Human-proteins and HPV-oncoproteins interactions and druggable targets

Docking by sequence incorporation between human-protein and HPV-oncoprotein was performed using twelve predicted genes shown in Table 4. E7 oncoprotein strongly interacts with DDX3X (score = 0.758) and HSPA1B (score = 0.6) and moderately interacts with CHMP2B (score = 0.506), PTEN (score = 0.470), IKBKB (score = 0.455), WASL (score = 0.433) and PRDMD4 (score = 0.429) proteins. E5 and E6 interact with HSPA1A (score = 0.461 for E5, score = 0.415 for E6) and DDX3X (score = 0.408 for E5, score = 0.566 for E6) proteins.

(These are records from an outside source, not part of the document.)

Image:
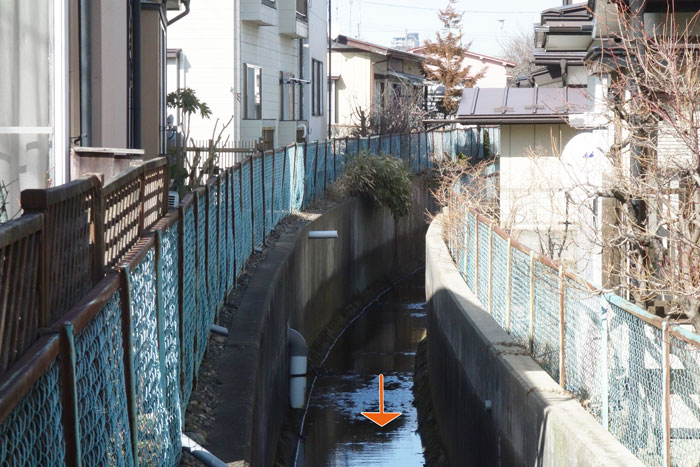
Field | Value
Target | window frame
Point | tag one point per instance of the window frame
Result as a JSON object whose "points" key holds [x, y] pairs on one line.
{"points": [[317, 79], [258, 105]]}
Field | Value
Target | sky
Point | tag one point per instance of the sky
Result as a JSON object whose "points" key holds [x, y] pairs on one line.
{"points": [[378, 21]]}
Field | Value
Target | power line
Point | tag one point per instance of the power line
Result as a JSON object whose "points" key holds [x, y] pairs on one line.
{"points": [[463, 11]]}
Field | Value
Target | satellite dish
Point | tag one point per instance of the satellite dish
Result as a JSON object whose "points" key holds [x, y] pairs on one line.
{"points": [[584, 162]]}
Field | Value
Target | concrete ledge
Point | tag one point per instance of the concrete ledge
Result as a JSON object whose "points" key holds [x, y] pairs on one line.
{"points": [[302, 283], [472, 360]]}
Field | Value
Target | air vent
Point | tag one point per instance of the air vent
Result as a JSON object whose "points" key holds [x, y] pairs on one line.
{"points": [[173, 199]]}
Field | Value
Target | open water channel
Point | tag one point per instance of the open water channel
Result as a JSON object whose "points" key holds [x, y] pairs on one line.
{"points": [[382, 339]]}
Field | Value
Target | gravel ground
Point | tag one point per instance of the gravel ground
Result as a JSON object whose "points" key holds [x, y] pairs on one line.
{"points": [[198, 417]]}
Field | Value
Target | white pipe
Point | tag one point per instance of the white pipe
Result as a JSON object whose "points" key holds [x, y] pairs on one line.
{"points": [[204, 456], [323, 234], [220, 330], [298, 353]]}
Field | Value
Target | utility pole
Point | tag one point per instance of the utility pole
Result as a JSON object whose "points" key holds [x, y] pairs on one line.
{"points": [[328, 80]]}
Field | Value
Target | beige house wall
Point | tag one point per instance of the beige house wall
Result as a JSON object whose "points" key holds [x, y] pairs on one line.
{"points": [[109, 74], [354, 87]]}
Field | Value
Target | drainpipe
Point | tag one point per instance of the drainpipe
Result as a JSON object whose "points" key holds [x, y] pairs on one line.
{"points": [[136, 75], [85, 74], [201, 454], [298, 353], [181, 15]]}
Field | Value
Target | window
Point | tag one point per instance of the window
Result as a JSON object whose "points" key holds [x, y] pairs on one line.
{"points": [[268, 139], [317, 78], [287, 96], [252, 100]]}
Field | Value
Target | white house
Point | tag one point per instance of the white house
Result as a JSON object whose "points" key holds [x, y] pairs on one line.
{"points": [[72, 79], [261, 62], [362, 72], [496, 70]]}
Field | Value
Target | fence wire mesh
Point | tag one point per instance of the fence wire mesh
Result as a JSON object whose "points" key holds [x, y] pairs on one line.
{"points": [[258, 208], [483, 253], [189, 301], [684, 401], [99, 372], [154, 443], [175, 292], [616, 360], [33, 434], [170, 329], [636, 399], [499, 294], [520, 297]]}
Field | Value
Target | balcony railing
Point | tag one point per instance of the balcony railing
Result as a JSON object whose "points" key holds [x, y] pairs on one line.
{"points": [[302, 9]]}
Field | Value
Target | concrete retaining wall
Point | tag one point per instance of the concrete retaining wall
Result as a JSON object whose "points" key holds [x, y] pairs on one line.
{"points": [[302, 283], [474, 364]]}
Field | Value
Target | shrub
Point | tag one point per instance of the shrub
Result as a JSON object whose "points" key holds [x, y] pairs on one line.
{"points": [[383, 179]]}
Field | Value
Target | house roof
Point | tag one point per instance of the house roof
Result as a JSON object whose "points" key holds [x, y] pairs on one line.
{"points": [[521, 105], [344, 43], [476, 55]]}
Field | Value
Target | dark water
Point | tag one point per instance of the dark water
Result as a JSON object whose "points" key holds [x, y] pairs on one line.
{"points": [[382, 340]]}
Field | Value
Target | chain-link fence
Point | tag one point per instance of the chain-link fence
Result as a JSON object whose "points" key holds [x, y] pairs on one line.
{"points": [[111, 388], [637, 374]]}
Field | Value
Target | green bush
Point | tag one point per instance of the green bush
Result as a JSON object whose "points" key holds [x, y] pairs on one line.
{"points": [[383, 179]]}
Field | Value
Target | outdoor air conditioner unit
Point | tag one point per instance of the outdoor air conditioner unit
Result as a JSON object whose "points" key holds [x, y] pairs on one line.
{"points": [[173, 199]]}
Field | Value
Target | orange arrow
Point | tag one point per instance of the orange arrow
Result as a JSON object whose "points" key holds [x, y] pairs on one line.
{"points": [[381, 418]]}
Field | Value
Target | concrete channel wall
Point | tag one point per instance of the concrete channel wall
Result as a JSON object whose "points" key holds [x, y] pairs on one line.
{"points": [[302, 283], [494, 404]]}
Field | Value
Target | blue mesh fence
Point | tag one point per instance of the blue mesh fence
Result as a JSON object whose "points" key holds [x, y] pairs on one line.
{"points": [[99, 372], [189, 301], [483, 253], [546, 323], [298, 179], [636, 399], [230, 249], [520, 297], [320, 175], [33, 434], [169, 324], [154, 443], [269, 177], [174, 293], [471, 252], [648, 396], [309, 174], [280, 189], [238, 227], [212, 254], [247, 213], [202, 292], [258, 208]]}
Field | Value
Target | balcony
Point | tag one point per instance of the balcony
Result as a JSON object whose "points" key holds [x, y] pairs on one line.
{"points": [[259, 12], [293, 18]]}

The drug prediction analysis, based on twelve genes and their miRDEs (Table 4), revealed five MDM2 inhibitors (nutlin-3; diplamine B; lissoclinidine B, RG-7112 and serdemetan), two drugs (epirubicin and docetaxel) targeting the MDM4 pathway, and nineteen drugs targeting the PTEN-PI3K/AKT and MET signaling pathways (Figure 2).

Figure 2.

Figure 2

An integrative network between miRDEs and targets genes, HPV oncoproteins, and the predicted drugs. The significance of symbols and colors is shown in the tables below the integrative network. The network was generated by Cytoscape v.3.8.2 and PathVisio v3.3 software.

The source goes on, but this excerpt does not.